“And these women?” she asked, not daring to look at him.
“Do not be alarmed, you have nothing to fear. One is the drunken widow of a butcher, and the other is a young girl who has a baby.”
“He dares to propose such women to a man like you!”
And Saniel repeated all that Caffie had said to him about these two women.
“What a monster he is!” Phillis said.
“While he was telling me these things I thought of what you said—that if some one killed him, it would be no more than he deserved.”
“That is perfectly true.”
“Nothing would have been easier than for me to have made away with him. He had the toothache, and when he showed me his teeth I could easily have strangled him. We were alone, and a miserable diabetic, such as he is, who has not more than six months to live, I am sure, could not have resisted a grasp like this. I could take his keys from his pocket, open his safe, and take the thirty, forty, sixty thousand francs that I saw heaped up there. The devil take me if it were ever discovered. A doctor does not strangle his patients, he poisons them. He kills them scientifically, not brutally.”
“People who have no conscience can do such things; but for us they are impossible.”

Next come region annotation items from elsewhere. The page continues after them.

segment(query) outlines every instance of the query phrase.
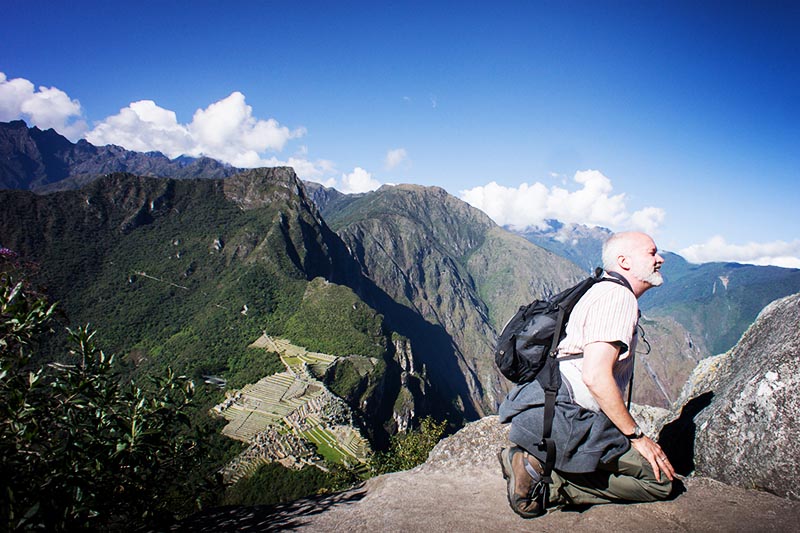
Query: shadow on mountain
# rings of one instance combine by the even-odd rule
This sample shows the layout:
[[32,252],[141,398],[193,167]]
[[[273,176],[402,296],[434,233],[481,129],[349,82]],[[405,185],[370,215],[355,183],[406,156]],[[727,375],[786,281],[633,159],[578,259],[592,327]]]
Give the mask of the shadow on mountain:
[[[411,341],[414,359],[425,365],[433,393],[426,401],[428,412],[439,420],[446,418],[460,426],[463,421],[480,417],[470,394],[464,370],[458,365],[452,337],[440,325],[431,324],[419,313],[395,301],[374,281],[363,274],[361,266],[347,246],[327,224],[322,233],[329,247],[332,264],[327,279],[350,287],[368,305],[383,314],[388,327]],[[311,269],[311,265],[306,265]],[[317,267],[317,275],[324,275]],[[421,414],[421,413],[418,413]]]
[[697,434],[695,417],[711,404],[714,392],[708,391],[689,400],[680,416],[665,425],[658,435],[658,443],[669,457],[675,472],[688,476],[694,471],[694,440]]
[[308,517],[323,513],[333,506],[355,503],[366,494],[366,488],[361,485],[346,492],[304,498],[285,504],[217,507],[192,515],[172,526],[169,531],[175,533],[294,531],[306,525]]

“I assure you it is not conscience that would have restrained me.”
“The fear of remorse, if I may use an ugly word.”
“But intelligent persons have no remorse, my dear child, because they reason before the deed, and not after. Before acting they weigh the pros and cons, and know what the consequences of their actions will be to others as well as to themselves. If this previous examination proves to them that for some reason or other they may act, they will always be calm, assured that they will feel no remorse, which is only the reproach of conscience.”
“Without doubt what you say is to the point, but it is impossible for me to accept it. If I have never committed crimes, I have often been foolish and have committed faults, many of them deliberately, after the examination of which you speak. I should have been, according to you, perfectly placid and free from the reproach of conscience; however, the next morning I woke unhappy, tormented, often overwhelmed, and unable to stifle the mysterious voice that accused me.”
“And in whose name did it speak, this voice, more vague than mysterious?”
“In the name of my conscience, evidently.”
“‘Evidently’ is too much, and you would be puzzled if called upon to demonstrate this evidence; whereas, nothing is more uncertain and elusive than the thing that is called conscience, which is in reality only an affair of environment and of education.”
“I do not understand.”
“Does your conscience tell you it is a crime to love me?”
“No, decidedly.”
“You see, then, that you have a personal way of understanding what is good and bad, which is not that of our country, where it is admitted, from the religious and from the social point of view, that a young girl is guilty when she has a lover. Of course, you see, also, that conscience is a bad weighing-machine, since each one, in order to make it work, uses a weight that he has himself manufactured.”